A Heatmap of ssGSEA projection for the primary TARGET T-ALL sample data set on the collection of KEGG canonical pathways. T-ALL samples highlighted in red enriched for expression of the one-carbon folate, purine, and pyrimidine KEGG pathways (ssGSEA z-score > 1.5). B Graphs showing SHMT1 and SHMT2 expression across T-ALL genomic subgroups [7]. C Gene expression changes associated with GSI treatment of T-ALL cell lines show enrichment in NOTCH1 signaling, purine, pyrimidine, and one-carbon folate pathways.
Inhibitors of the one-carbon folate pathway, such as methotrexate and mercaptopurine, have formed the backbone of ALL therapy. There was significant correlation between expression of the purine or pyrimidine pathways versus one-carbon folate pathway across three primary leukemia sample and one cell line data sets (Supplementary Fig. 4A–D). In primary T-ALL data sets, expression of SHMT1 and SHMT2 consistently correlated with expression of the one-carbon folate pathway (Supplementary Fig. 4E–G). Given the selective dependency of T-ALL on the one-carbon folate pathway, strong correlation of SHMT1 and SHMT2 expression with enrichment for the one-carbon folate pathway in T-ALL, and availability of a novel inhibitor, we evaluated targeting this pathway using RZ-2994 [5] (also known as SHIN1 [19]). RZ-2994 is an inhibitor of cytoplasmic SHMT1 and mitochondrial SHMT2 serine hydroxymethyltransferases (Fig. 3A) [5, 19]. For comparison to other hematopoietic cell lines, we tested AML, B-ALL, and T-ALL cells for sensitivity to RZ-2994. The average IC50 of RZ-2994 in T-ALL was 2.8 μM, compared to 4.4 μM for B-ALL and 8.1 μM for AML cell lines (Fig. 3B and Supplementary Table 6). There was a strong correlation between the RZ-2994 dose response and IC50 in two T-ALL cell lines when measured using an ATP-based CellTiter-Glo assay and cell counting (Supplementary Fig. 5). Treatment of four T-ALL cell lines resulted in accumulation of cells in the S and G2 cell cycle phases with minimal apoptosis (Fig. 3C, D and Supplementary Fig. 6). We next evaluated the effects of SHMT1/2 inhibition on gene expression. We treated KOPTK1 cells with RZ-2994 for 1 and 3 days and performed RNA sequencing. RZ-2994 treatment resulted in changes in pathways associated with amino acid metabolism, MYC targets and cell cycle arrest (Fig. 3D and Supplementary Fig. 7, Supplementary Table 7A–D). These transcriptional changes were more pronounced after 3 days of treatment. There was no change in MYC levels (Supplementary Fig. 8). MYC gene signatures were enriched in genes down-regulated by RZ-2994 treatment, with about 30% of MYC target genes involved in nucleotide metabolism and mitochondrial pathways down-regulated by RZ-2994 (Supplementary Fig. 9).

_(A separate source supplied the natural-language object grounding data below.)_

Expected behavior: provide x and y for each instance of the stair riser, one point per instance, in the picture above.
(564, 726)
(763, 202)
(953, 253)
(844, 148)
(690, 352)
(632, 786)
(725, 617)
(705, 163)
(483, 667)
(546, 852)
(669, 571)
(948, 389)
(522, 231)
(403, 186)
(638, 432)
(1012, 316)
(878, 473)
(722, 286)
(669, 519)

A Simplified schematic of the one-carbon folate pathway highlighting the targets for RZ-2994 and methotrexate. B T-ALL (n = 16), B-ALL (n = 9), and AML (n = 9) cell lines were treated with RZ-2994 in a range of concentrations, in quadruplicate for 6 days. Bar graph showing the average IC50 per lineage, with each dot representing the IC50 in a cell line. **P ≤ 0.01 using one-way ANOVA with post hoc multiple comparisons test. C Cell cycle analysis in T-ALL cells treated with increasing concentrations of RZ-2994. D RNAseq was performed for the KOPTK1 cell line treated with RZ-2994. Volcano plots showing quantitative comparison of gene sets from MSigDB v7.0 using ssGSEA. Volcano plots compare DMSO versus RZ-2994 after 3 days of treatment. All data sets above the dashed red line have P value ≤ 0.05.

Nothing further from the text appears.